A mass grave is a burial (but not always in the earth) containing the remains of multiple (usually 5 or more) deceased individuals.
Mass graves are usually a result of many people dying, or being killed. War, famine, or disease are frequent reasons for such burials.
Often, traditional burial customs– like individual graves or objects buried with the deceased– are not followed, due to the circumstances surrounding the mass grave, in effect a breakdown of the social and religious infrastructure.

In some mass graves, and particularly mass graves that are results of plague or disease, we sometimes see distinct patterns in the organization of bodies. Individuals are often placed alternating head and feet (fig. A) and sometimes layers of individuals alternate directions (fig. B).
WHY STUDY MASS GRAVES?
In the context of the Justinianic Plague, mass graves can tell us a significant amount about disease and demographics, specifically the effect of disease on cultures and populations.
These mortality crises have the power to, in some cases, drastically change the layout of systems in an empire, for better or for worse for the survivors. As a result, studying mass graves not only can give us hard evidence for these changes, but they can, in turn, help us understand how mortality crises influence social and cultural changes.
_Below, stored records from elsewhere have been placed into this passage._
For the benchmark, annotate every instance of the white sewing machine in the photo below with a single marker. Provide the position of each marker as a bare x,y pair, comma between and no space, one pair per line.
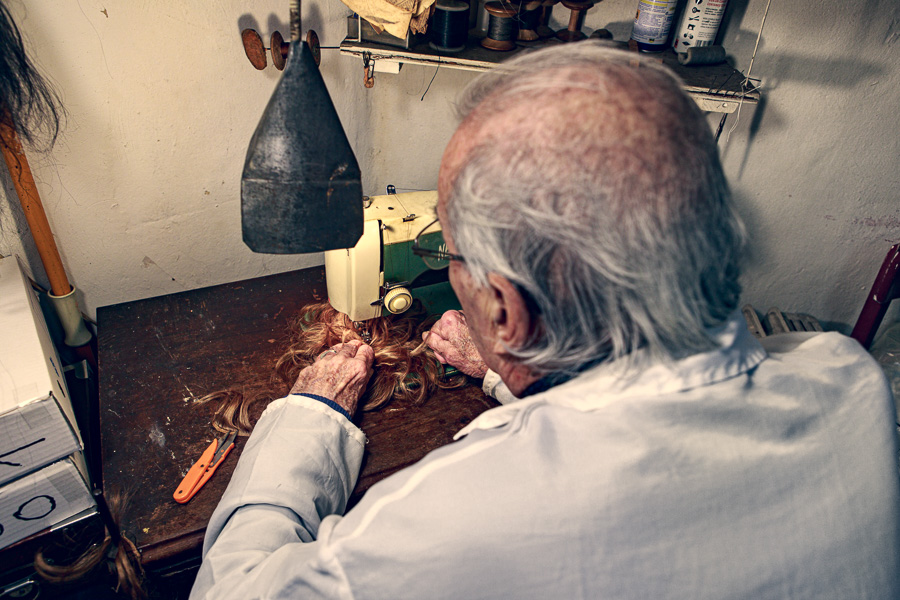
380,274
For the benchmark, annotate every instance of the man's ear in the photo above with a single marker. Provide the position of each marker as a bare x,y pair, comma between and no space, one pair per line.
510,319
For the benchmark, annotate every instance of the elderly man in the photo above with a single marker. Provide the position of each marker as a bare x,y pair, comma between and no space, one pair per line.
650,446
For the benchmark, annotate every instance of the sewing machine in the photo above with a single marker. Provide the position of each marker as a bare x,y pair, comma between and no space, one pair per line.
381,275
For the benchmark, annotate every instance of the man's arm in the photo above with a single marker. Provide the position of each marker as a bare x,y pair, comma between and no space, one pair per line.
299,466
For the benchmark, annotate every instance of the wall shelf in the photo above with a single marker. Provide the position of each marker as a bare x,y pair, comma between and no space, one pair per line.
715,88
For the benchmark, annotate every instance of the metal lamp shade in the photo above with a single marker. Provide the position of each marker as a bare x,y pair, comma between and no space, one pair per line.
300,189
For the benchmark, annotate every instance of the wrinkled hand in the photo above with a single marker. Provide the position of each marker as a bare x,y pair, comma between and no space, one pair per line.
452,344
339,374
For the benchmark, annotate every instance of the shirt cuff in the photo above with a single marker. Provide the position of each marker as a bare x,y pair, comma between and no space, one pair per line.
327,402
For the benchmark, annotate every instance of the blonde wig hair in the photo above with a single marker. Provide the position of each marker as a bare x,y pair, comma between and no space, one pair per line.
404,367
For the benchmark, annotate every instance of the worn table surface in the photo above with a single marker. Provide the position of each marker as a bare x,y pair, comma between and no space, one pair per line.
158,356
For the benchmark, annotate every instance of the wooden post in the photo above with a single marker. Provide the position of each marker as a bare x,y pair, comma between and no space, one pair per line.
23,181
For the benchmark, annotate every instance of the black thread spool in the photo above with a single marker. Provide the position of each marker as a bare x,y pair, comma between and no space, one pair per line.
501,26
573,33
449,26
529,19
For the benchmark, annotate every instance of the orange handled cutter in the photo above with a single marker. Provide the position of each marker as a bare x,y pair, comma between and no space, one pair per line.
203,469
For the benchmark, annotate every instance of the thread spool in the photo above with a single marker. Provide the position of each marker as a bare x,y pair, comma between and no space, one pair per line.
501,27
573,32
543,30
449,26
529,20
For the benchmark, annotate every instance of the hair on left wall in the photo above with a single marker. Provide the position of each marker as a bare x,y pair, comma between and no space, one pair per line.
28,101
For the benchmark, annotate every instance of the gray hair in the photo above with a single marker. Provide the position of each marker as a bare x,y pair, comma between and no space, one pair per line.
604,201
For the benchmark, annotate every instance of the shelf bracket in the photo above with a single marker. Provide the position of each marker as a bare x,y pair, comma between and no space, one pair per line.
368,70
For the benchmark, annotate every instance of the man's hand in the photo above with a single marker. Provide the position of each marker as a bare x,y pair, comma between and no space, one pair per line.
339,374
452,344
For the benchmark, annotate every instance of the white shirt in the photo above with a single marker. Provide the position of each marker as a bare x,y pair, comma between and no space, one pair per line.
755,471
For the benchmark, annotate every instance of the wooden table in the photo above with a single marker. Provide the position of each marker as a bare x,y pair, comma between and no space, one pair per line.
157,356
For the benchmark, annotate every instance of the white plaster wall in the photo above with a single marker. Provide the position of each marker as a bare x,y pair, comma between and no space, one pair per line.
143,190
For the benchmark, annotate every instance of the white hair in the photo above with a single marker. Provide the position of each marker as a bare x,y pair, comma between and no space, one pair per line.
593,183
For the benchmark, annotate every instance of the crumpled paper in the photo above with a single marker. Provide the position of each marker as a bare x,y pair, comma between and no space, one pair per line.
394,16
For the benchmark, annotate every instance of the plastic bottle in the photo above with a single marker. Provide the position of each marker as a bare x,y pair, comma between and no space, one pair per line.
699,24
652,24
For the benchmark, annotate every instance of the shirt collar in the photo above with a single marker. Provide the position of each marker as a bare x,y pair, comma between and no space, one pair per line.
641,375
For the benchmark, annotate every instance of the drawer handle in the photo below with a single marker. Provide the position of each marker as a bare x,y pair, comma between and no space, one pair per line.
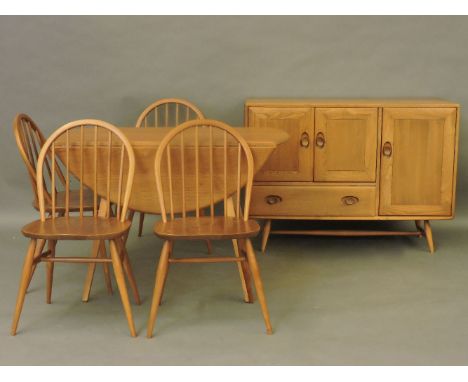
320,140
387,149
304,142
273,199
349,200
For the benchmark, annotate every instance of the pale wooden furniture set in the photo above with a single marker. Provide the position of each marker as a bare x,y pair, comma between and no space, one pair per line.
334,160
357,160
Perhaps most importantly,
studying mass graves gives us a window into the lives of individuals who are routinely not attested in written records: poor people, women, children, and individuals living on the outskirts of an empire.
ISSUES WITH STUDYING MASS GRAVES
Like any aspect of archaeology, though identifying and excavating mass graves might seem straightforward, it’s actually far more difficult.
Mortality crises often have very similar burial practices as periods of low crisis: sometimes it’s hard to distinguish people buried because of disease versus normal cycles of death, especially in the beginning and later periods of disease outbreak, where the amount of deceased individuals might be significantly lower and less frequent.
Sometimes, mass graves stay open and uncovered for months at a time, and tombs are used over the span of generations, so archaeologists must be especially careful in how they excavate so they don’t confuse multiple depositions of individuals as a single deposition of individuals, or bodies in tombs of long term use as contemporaneously deposited.

Sometimes, archaeologists might see a concentration of bones and think they have a mass grave when they actually have an ossuary, a deposition of bones retrieved from graves and accumulated over a long period of time.

Careful excavation of graves is a necessity. Archaeologists look closely at the placement of bones to see if organic material was once there, which indicates that individuals were likely first buried in that place, something archaeologists call “inhumation”. It can sometimes be hard to discern violent and non violent depositions, as tissue, which preserves the majority of violent evidence, is usually no longer there.
- Can you think of a situation in which, if you were an archaeologist, you might confuse a mass grave with something else?
- If you were an archaeologist, what are some features you’d be looking for if you thought you found a mass grave?
- Do you think studying mass graves is important?